Stabilization of δ-like BiO Phase at Room Temperature in Binary and Ternary Bismuthate Glass Systems with AlO, SiO, GeO, and BO.

Recently, it was shown that the nanocrystallization of Bi2O3 glasses with the addition of SiO2 and Al2O3 leads to the stabilization of the δ-like Bi2O3 phase at least down to room temperature, which is significantly below its stability range in bulk form.

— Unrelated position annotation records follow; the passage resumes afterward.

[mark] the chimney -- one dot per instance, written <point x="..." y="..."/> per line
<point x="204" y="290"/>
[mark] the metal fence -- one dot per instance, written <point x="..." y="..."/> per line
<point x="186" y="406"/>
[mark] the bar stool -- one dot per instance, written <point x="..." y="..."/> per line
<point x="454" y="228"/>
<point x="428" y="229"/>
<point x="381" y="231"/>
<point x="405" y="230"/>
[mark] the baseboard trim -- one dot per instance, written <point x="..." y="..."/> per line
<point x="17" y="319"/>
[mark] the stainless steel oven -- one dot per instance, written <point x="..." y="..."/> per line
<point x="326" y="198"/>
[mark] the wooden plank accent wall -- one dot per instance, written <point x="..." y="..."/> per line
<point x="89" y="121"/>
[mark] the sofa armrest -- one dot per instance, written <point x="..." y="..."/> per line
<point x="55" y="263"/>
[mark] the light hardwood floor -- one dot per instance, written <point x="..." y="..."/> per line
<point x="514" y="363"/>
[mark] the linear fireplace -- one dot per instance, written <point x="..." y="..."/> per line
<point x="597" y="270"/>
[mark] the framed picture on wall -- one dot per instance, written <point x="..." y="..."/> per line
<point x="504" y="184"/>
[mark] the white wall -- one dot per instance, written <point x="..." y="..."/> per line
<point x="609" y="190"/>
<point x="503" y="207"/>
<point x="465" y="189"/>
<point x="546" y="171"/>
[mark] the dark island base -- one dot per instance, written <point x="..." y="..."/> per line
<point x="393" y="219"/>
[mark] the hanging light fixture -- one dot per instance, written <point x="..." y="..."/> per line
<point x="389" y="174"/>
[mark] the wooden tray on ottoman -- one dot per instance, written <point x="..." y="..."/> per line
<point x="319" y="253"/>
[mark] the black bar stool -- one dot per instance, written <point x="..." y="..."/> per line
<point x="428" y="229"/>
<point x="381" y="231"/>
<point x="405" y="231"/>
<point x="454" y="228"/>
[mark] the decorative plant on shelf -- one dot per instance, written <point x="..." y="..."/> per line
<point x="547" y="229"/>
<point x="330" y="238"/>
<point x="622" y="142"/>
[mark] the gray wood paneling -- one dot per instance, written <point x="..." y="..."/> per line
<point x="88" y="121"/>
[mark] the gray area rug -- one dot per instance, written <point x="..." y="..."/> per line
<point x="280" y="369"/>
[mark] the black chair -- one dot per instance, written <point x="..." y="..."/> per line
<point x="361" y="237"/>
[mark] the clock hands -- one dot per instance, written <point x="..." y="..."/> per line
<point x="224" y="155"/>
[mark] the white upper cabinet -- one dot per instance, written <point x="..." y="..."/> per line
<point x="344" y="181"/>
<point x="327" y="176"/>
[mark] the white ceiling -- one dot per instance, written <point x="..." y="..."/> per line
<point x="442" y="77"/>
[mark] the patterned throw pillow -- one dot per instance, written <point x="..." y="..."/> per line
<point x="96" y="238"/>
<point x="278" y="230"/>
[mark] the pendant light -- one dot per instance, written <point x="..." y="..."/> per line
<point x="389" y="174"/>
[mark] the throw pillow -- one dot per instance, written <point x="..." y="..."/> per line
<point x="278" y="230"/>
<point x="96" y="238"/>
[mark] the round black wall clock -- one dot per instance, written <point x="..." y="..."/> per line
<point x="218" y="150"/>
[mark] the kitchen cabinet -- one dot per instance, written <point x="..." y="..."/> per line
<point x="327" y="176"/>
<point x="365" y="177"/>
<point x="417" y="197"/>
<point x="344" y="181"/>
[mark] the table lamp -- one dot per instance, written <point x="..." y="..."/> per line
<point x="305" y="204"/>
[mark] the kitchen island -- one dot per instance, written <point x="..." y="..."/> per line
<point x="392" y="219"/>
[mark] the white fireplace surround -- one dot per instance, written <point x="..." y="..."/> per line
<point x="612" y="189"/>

In this research, we investigated the properties of bismuthate glasses synthesized with various glass-forming agents such as SiO2, GeO2, B2O3, and Al2O3. It was demonstrated that vitrification of all these systems is possible using a standard melt quenching route. Furthermore, we investigated the crystallization processes in pristine glasses upon increasing the temperature and the thermal stability of arising phases using thermal analysis and high-temperature XRD in situ experiments. It was shown that it is possible to stabilize crystallites' isostructures with δ-Bi2O3 embedded in a residual glassy matrix down to room temperature. The temperature range of the appearance of the δ-like phase strongly depended on the nominal composition of the glasses. We postulate that the confinement effect depends on the local properties of the residual glassy matrix and its ability to introduce sufficient force to stretch the structure of the δ-like Bi2O3 phase in the nanocrystallites.